Biological Aging Mediates Associations Between Urinary Metals and Osteoarthritis Among U.S. Adults

Naheed Ali, MD, PhD

Osteoarthritis is a common medical condition usually affecting older people. Its etiology is not exactly known but is considered multifactorial. Biological aging and urinary metals play a role in the progression of osteoarthritis, and these factors shall be discussed briefly in this text. Various studies conducted in the past provide evidence that the risk of osteoarthritis is directly related to urinary metal exposure and is also governed by the degenerative changes resulting from aging.

Osteoarthritis (O.A.) is a disorder involving gradual and progressive degeneration of joint cartilage, subchondral remodeling, and synovial inflammation. As the lifespan of people is increasing, O.A. is becoming a serious health concern and the most prominent source of communal cost in the aged population. In 2017, the global age-standardized prevalence of osteoarthritis was 3.75% and was expected to increase many folds by 2030, with 67 million estimated sufferers of this disorder [1]. Its etiology is elusive, yet non-negligible environmental factors seem to play an important role.

Heavy metals are present all over the place in our environment, and we are widely exposed to them in various ways. Exposure to such hazardous metals leads to the development of various diseases like D.M., cancer, and O.A. Cadmium and lead are found to be specifically toxic to bones and bone cells. Strong evidence manifested that these heavy metals were associated with joint damage and inflammation. Human cartilage cells were treated with CdCl2, and the results showed loss and inflammation of cells. Lead was found to cause osteoarthritis of knee joints in a study conducted on postmenopausal Korean women [2]. Heavy metals have also been linked with Rheumatoid arthritis and Osteoporosis in the past. Though these metals have some association with the above-mentioned diseases, they are the exacerbating factors rather than the sole etiological cause.

Another factor with established importance in the pathology of O.A. is aging. Aging is a decline in body function with time. It is natural and inevitable, but heavy metals have been found to accelerate it by promoting cell senescence through mitochondrial dysfunction, DNA damage, oxidative stress, and telomere wear. Joints decay and degenerate over time, and anything which contributes to speeding up this process is a pathological factor of O.A. Experiments conducted on mice showed that removing the aged cartilage cells improved osteoarthritis in them [3]. It is inferred that heavy metals fasten the process of aging and thus increase the risk of developing O.A.

Further cross-sectional studies proved that exposure to different types of heavy metals rather than just one further increases the risk of O.A. Bone scans reveal that patients with O.A. have more amount of metal in their bones. Cadmium, cobalt, and cesium stimulate an inflammatory response by upregulating Interleukins in various organs of mice, and these three heavy metals have now been proved to be the strongest risk factors for O.A. Heavy metals have a positive relation with aging markers, and they can even upregulate Keap1-NRF2 like senescence cascades [4].

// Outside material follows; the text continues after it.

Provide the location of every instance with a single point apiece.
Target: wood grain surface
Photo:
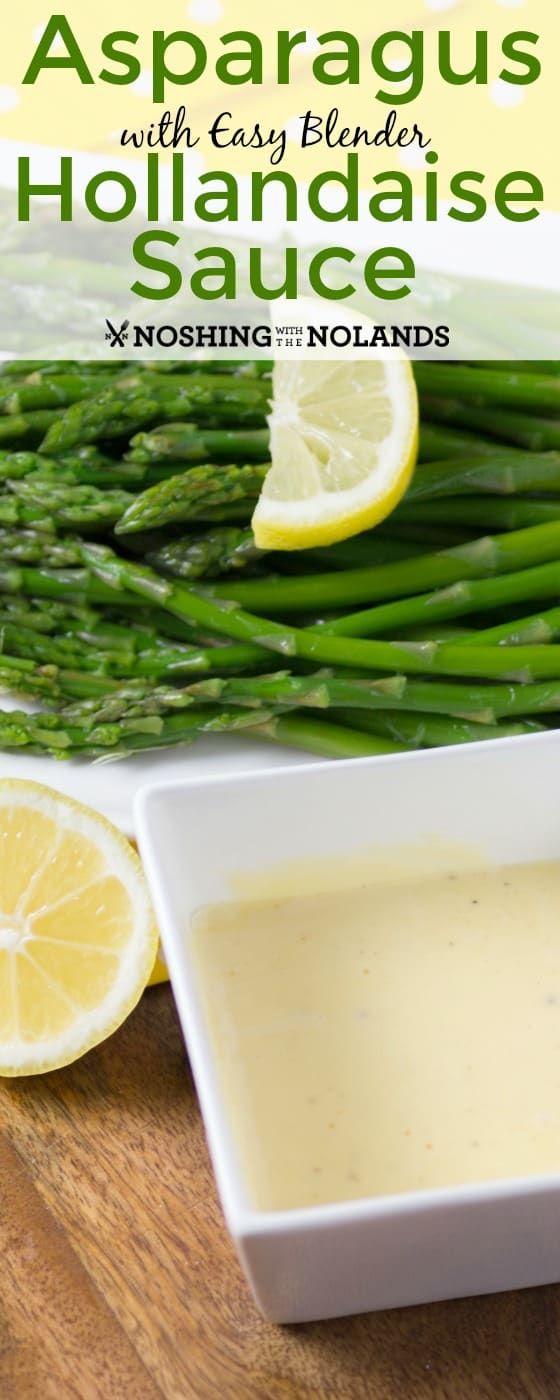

Mediation analyses also concluded that links of heavy metals with osteoarthritis could be governed by aging and by cell senescence-whole-body aging pathways. We need to find ways by which O.A. can be treated, countering all the environmental factors, but for that purpose, we need to make advancements in understanding the exact etiology and pathophysiology of O.A.

References:

[1] Mero A, Campisi M, Favero M, et al. A hyaluronic acid-salmon calcitonin conjugate for the local treatment of osteoarthritis: chondro-protective effect in a rabbit model of early OA. J Control Release. 2014;187:30-38.

[2] Park S, Choi NK. The relationships of blood lead level, body mass index, and osteoarthritis in postmenopausal women. Maturitas. 2019;125:85-90.

[3] Caramés B, Taniguchi N, Otsuki S, Blanco FJ, Lotz M. Autophagy is a protective mechanism in normal cartilage, and its aging-related loss is linked with cell death and osteoarthritis. Arthritis Rheum. 2010;62(3):791-801.

[4] Matsumaru D, Motohashi H. The KEAP1-NRF2 System in Healthy Aging and Longevity. Antioxidants (Basel). 2021;10(12):1929. Published 2021 Nov 30.